In one YouTube clip, Mr Russell even sings Deep Purple’s hit 1972 tune Smoke on the Water - the same song Jack Black teaches to his students in the film.
Mr Russell is accompanied by his music students while he sings the lyrics of the famous rock song, at one point thrashing out a guitar solo.
West Lothian Council said an investigation was being carried out as a matter of urgency.
A spokesman said: “An internal disciplinary investigation is currently under way and it would not be appropriate to comment further at this stage.”
Local Labour councillor Danny Logue dubbed the situation “shocking” and education experts said it was “highly unusual” and like something “from a film”. Councillor Logue, who is on the West Lothian education committee, said: “I’m absolutely shocked. I think with all the screening that goes on nowadays it should have been picked up. I don’t know how he managed it.”
Eleanor Conor, information officer at the Scottish Parent Teacher Council, said she had never come across a similar situation.
“There are procedures that should be in place but obviously something has gone wrong here,” she said.
“I don’t think it’s something for parents to overly worry about, I’ve never heard of anything like this before, apart from in a film.
“There are very strict procedures in place to follow [when it comes to checking teachers on the General Teaching Council for Scotland’s register]. You get these bizarre stories from time to time, but they are not at all common.”

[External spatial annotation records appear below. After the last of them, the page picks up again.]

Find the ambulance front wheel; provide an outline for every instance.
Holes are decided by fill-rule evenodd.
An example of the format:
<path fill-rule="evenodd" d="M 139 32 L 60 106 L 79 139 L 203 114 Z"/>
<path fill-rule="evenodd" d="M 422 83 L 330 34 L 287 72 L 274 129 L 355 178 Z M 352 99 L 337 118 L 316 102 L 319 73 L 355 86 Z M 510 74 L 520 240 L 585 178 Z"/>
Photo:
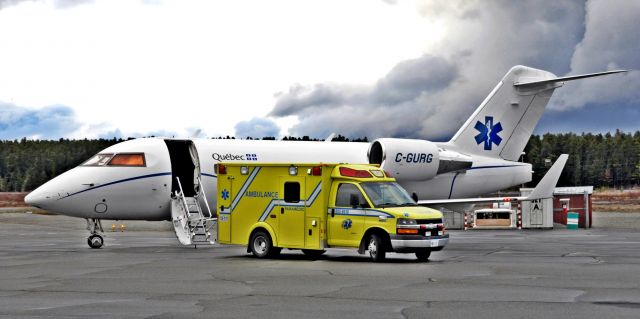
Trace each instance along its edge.
<path fill-rule="evenodd" d="M 376 233 L 371 234 L 371 237 L 369 237 L 367 250 L 369 250 L 369 256 L 371 256 L 371 259 L 376 262 L 384 261 L 384 258 L 387 255 L 384 240 Z"/>
<path fill-rule="evenodd" d="M 416 251 L 416 257 L 418 257 L 418 261 L 427 261 L 431 257 L 431 250 Z"/>
<path fill-rule="evenodd" d="M 258 258 L 274 257 L 280 253 L 279 248 L 273 247 L 269 233 L 262 230 L 253 233 L 249 248 L 251 248 L 251 253 Z"/>

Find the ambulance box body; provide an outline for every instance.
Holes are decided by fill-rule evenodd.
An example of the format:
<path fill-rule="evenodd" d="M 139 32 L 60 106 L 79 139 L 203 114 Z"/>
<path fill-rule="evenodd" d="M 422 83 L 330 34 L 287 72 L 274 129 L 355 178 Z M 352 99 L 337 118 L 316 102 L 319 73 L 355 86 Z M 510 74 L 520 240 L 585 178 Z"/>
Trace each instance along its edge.
<path fill-rule="evenodd" d="M 374 165 L 221 163 L 216 173 L 218 242 L 258 257 L 353 247 L 374 260 L 388 251 L 426 260 L 448 243 L 441 212 Z"/>

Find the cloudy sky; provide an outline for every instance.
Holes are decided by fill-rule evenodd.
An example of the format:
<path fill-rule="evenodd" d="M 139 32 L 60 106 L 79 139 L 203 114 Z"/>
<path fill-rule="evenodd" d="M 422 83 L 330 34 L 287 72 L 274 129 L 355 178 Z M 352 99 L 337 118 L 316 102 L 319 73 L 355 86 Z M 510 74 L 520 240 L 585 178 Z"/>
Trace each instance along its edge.
<path fill-rule="evenodd" d="M 640 0 L 0 0 L 0 139 L 448 139 L 517 64 L 536 130 L 640 129 Z"/>

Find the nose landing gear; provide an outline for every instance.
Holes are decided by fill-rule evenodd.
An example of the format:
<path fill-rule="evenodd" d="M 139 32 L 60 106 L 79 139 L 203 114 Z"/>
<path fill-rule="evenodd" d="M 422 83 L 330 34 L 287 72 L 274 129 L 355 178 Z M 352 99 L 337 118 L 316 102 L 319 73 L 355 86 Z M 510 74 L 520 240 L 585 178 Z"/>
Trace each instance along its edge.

Council leader and local councillor Peter Jones said it would not be appropriate to comment on the investigation while it is ongoing, but pointed out that further investigations would be carried out if needed and said a whole range of penalties including dismissal would be considered.

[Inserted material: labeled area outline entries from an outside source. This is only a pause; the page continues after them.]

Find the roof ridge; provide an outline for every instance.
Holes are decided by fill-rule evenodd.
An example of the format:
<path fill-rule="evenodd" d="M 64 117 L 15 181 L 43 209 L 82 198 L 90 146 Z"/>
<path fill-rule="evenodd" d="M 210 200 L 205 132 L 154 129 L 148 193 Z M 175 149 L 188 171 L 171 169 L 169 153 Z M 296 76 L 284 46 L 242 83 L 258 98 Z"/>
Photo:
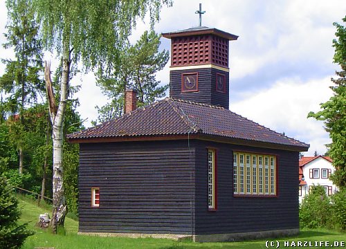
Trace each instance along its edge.
<path fill-rule="evenodd" d="M 256 124 L 257 126 L 262 127 L 262 129 L 266 129 L 266 131 L 271 131 L 271 132 L 273 132 L 276 134 L 278 134 L 279 136 L 281 136 L 282 137 L 284 137 L 286 138 L 286 139 L 288 140 L 290 140 L 291 141 L 294 141 L 294 142 L 299 142 L 299 143 L 302 143 L 302 144 L 304 144 L 304 145 L 307 145 L 307 144 L 306 144 L 305 142 L 301 142 L 295 138 L 290 138 L 286 135 L 284 135 L 282 134 L 282 133 L 280 133 L 280 132 L 277 132 L 277 131 L 275 131 L 270 128 L 268 128 L 268 127 L 266 127 L 265 126 L 262 125 L 262 124 L 260 124 L 258 122 L 255 122 L 251 119 L 248 119 L 247 118 L 245 118 L 245 117 L 243 117 L 242 116 L 239 115 L 239 114 L 237 114 L 236 113 L 235 113 L 234 111 L 230 111 L 230 109 L 227 109 L 224 107 L 219 107 L 219 106 L 216 106 L 216 105 L 212 105 L 212 104 L 203 104 L 203 103 L 199 103 L 199 102 L 192 102 L 192 101 L 189 101 L 189 100 L 179 100 L 179 99 L 174 99 L 174 98 L 168 98 L 169 99 L 171 99 L 173 101 L 177 101 L 177 102 L 182 102 L 182 103 L 188 103 L 188 104 L 195 104 L 195 105 L 198 105 L 198 106 L 201 106 L 201 107 L 210 107 L 210 108 L 214 108 L 214 109 L 220 109 L 220 110 L 225 110 L 226 111 L 229 111 L 231 113 L 233 113 L 233 115 L 237 116 L 237 117 L 239 117 L 241 118 L 243 118 L 244 120 L 246 120 L 249 122 L 253 122 L 254 124 Z"/>
<path fill-rule="evenodd" d="M 190 119 L 188 116 L 185 113 L 184 111 L 183 111 L 183 109 L 181 108 L 180 108 L 179 107 L 177 107 L 175 104 L 175 103 L 174 103 L 175 100 L 170 98 L 167 98 L 165 99 L 165 100 L 172 107 L 172 108 L 173 108 L 173 111 L 174 111 L 183 119 L 183 121 L 184 121 L 185 123 L 190 127 L 190 130 L 194 129 L 194 131 L 197 132 L 197 133 L 202 131 L 202 129 L 201 129 L 201 127 L 199 127 L 197 124 L 193 122 Z M 179 110 L 182 114 L 179 113 L 179 111 L 178 110 Z M 190 124 L 189 124 L 189 123 Z M 190 133 L 190 131 L 189 131 L 189 133 Z"/>
<path fill-rule="evenodd" d="M 213 104 L 199 103 L 199 102 L 195 102 L 189 101 L 189 100 L 180 100 L 180 99 L 174 99 L 174 98 L 169 98 L 169 99 L 170 99 L 170 100 L 172 100 L 173 101 L 178 101 L 178 102 L 183 102 L 183 103 L 192 104 L 199 105 L 199 106 L 201 106 L 201 107 L 206 107 L 215 108 L 215 109 L 221 109 L 221 110 L 227 110 L 224 107 L 217 106 L 217 105 L 213 105 Z"/>

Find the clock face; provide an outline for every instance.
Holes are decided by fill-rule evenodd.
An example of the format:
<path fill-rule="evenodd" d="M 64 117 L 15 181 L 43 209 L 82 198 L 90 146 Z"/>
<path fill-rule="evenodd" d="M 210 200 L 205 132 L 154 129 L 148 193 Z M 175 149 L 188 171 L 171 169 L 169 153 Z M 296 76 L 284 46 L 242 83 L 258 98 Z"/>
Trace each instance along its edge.
<path fill-rule="evenodd" d="M 181 77 L 181 91 L 198 91 L 198 73 L 184 73 Z"/>
<path fill-rule="evenodd" d="M 224 75 L 217 73 L 216 90 L 221 93 L 226 93 L 226 77 Z"/>

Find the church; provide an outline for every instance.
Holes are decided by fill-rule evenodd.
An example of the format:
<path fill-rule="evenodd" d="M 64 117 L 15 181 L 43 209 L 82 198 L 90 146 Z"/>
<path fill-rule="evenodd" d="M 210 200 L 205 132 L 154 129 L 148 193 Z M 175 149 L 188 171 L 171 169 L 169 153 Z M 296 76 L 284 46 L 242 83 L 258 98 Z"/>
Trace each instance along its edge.
<path fill-rule="evenodd" d="M 171 40 L 170 97 L 67 136 L 80 144 L 79 232 L 230 241 L 299 232 L 309 145 L 229 110 L 229 43 L 198 26 Z M 274 114 L 273 114 L 274 115 Z"/>

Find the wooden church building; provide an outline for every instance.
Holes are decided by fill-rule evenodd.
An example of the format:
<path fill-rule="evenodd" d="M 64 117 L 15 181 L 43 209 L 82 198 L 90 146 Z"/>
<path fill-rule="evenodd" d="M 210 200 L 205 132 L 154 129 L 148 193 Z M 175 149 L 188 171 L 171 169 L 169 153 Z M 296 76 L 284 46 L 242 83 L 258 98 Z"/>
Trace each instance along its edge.
<path fill-rule="evenodd" d="M 234 241 L 299 232 L 309 145 L 228 109 L 229 41 L 199 26 L 171 39 L 170 98 L 68 135 L 80 144 L 79 232 Z"/>

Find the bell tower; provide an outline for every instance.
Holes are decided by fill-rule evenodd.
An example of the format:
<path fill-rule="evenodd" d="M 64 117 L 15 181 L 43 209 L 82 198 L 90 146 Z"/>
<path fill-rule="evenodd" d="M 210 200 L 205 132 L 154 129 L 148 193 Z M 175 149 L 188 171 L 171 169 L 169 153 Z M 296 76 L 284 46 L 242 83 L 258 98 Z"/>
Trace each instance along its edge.
<path fill-rule="evenodd" d="M 201 26 L 162 35 L 171 39 L 170 97 L 228 109 L 228 44 L 238 37 Z"/>

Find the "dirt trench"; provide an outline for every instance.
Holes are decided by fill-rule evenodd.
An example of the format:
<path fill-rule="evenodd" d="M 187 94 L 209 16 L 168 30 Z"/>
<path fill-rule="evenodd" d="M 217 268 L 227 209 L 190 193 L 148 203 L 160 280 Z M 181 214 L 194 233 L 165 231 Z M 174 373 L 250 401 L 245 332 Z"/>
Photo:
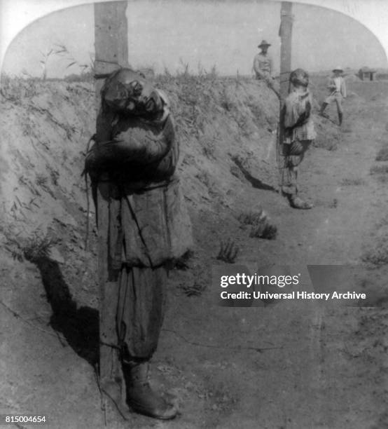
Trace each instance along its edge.
<path fill-rule="evenodd" d="M 275 190 L 249 182 L 230 186 L 229 206 L 188 201 L 196 246 L 188 269 L 171 273 L 153 365 L 155 386 L 177 396 L 181 416 L 158 422 L 133 414 L 125 422 L 102 400 L 94 367 L 91 261 L 85 266 L 71 260 L 79 280 L 69 285 L 61 275 L 63 262 L 32 264 L 9 253 L 1 268 L 1 409 L 44 414 L 46 427 L 53 429 L 387 427 L 384 264 L 363 265 L 369 308 L 298 302 L 219 307 L 210 275 L 212 265 L 219 264 L 219 242 L 228 238 L 240 249 L 236 264 L 275 261 L 298 266 L 305 279 L 307 264 L 375 261 L 388 200 L 382 173 L 377 177 L 370 169 L 384 165 L 375 159 L 387 137 L 388 86 L 355 83 L 350 89 L 354 95 L 345 104 L 342 130 L 324 123 L 338 136 L 337 149 L 312 148 L 301 166 L 301 193 L 314 202 L 314 209 L 291 209 Z M 263 207 L 277 225 L 276 240 L 249 238 L 237 219 Z M 45 280 L 63 292 L 62 319 L 53 318 Z M 188 287 L 199 292 L 188 296 Z M 90 330 L 81 334 L 80 325 Z"/>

All teachers in Scotland must be registered with the General Teaching Council for Scotland, and any new appointments much be vetted and thoroughly checked by a school. Teachers are required to hold a teaching qualification, and must complete a course of initial teacher training and carry out a probationary period, which usually lasts for a year. Secondary school teachers must have a Higher English qualification (or equivalent) as well as a university degree.
It is not known what happened in the case of Mr Russell, or why the fact he did not qualify for the post remained undetected for more than six years.
Online comments about Mr Russell have been largely positive, with one student saying: “Go Mr Russell Best music teacher EVER.”
Another added: “Nice to see Billy Russell’s ‘trademark’ guitar playing skills behind the head! Good one Billy.”